This article in the New York Times discusses a trend i have been noticing for some time: pornified Halloween costumes.
If there is any doubt about the porn industry’s impact on costumes, just notice that in the picture accompanying the article the Playboy logo is on the witches’ hat. Near my house is a Halloween costume store that has a poster in its window featuring a sexy schoolgirl costume that also features the Playboy logo.
There’s something wrong with us if that doesn’t concern us.
Playboy and underage schoolgirls. Seriously.
The author of the Times piece asks this question:
But the abundance of risqué costumes that will be shrink-wrapped around legions of women come Oct. 31 prompts a larger question: Why have so many girls grown up to trade in Wonder Woman costumes for little more than Wonderbras?
The author also makes the point that many women’s costumes, “with their frilly baby-doll dresses and high-heeled Mary Janes, also evoke male Lolita fantasies and reinforce the larger cultural message that younger is hotter.” Of course they do, because in a hypersexualized society awash in pornography, there is no place for real bodies that are subject to the natural aging process.
Probably the most salient point of the article was this one, made by Tanda Word — a 26-year-old graduate student — who wrote a piece about the sexualized Halloween costumes for her school newspaper:
I think it’s damaging because it’s not just one night a year,” she said. “If it’s all the costume manufacturers make, I think it says something bigger about the culture as a whole.
It does say something bigger about the culture as a whole. It says that we are simultaneously confused about sex and consumed with an insatiable desire to sexualize as much of life as possible. Sex is what our culture worships.
We are so confused that we sexualize Disney characters, and storybook characters, and schoolgirls. We are so consumed with sex that we sexualize police officers, and referees and pirates. The world of pornography has been doing this for a long time, but mainstream culture’s full endorsement of this sexualization is something altogether different.

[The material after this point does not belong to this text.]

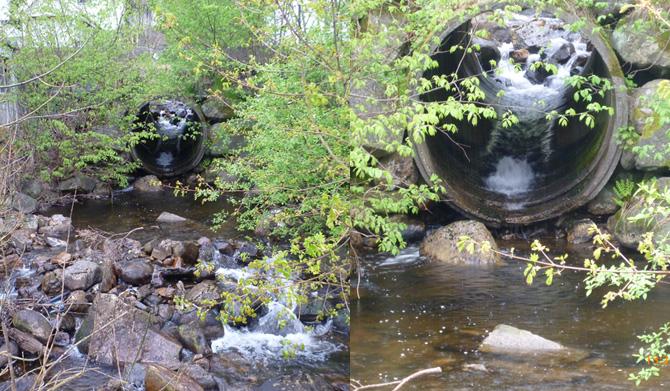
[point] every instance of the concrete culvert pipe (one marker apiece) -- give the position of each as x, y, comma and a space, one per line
176, 143
536, 169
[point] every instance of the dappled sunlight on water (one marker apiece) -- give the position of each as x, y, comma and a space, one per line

These sexy costumes aren’t new as of this year. But at the same time, the Times article points out that there has been an emergence of “ultrasexy” costumes in the last couple of years, according to Christa Getz, the purchasing director for BuyCostumes.com. Getz says that, “Probably over 90 to 95 percent of our female costumes have a flirty edge to them.” She also said that sexy costumes are so popular the company had to break its “sexy” category into three subdivisions this year.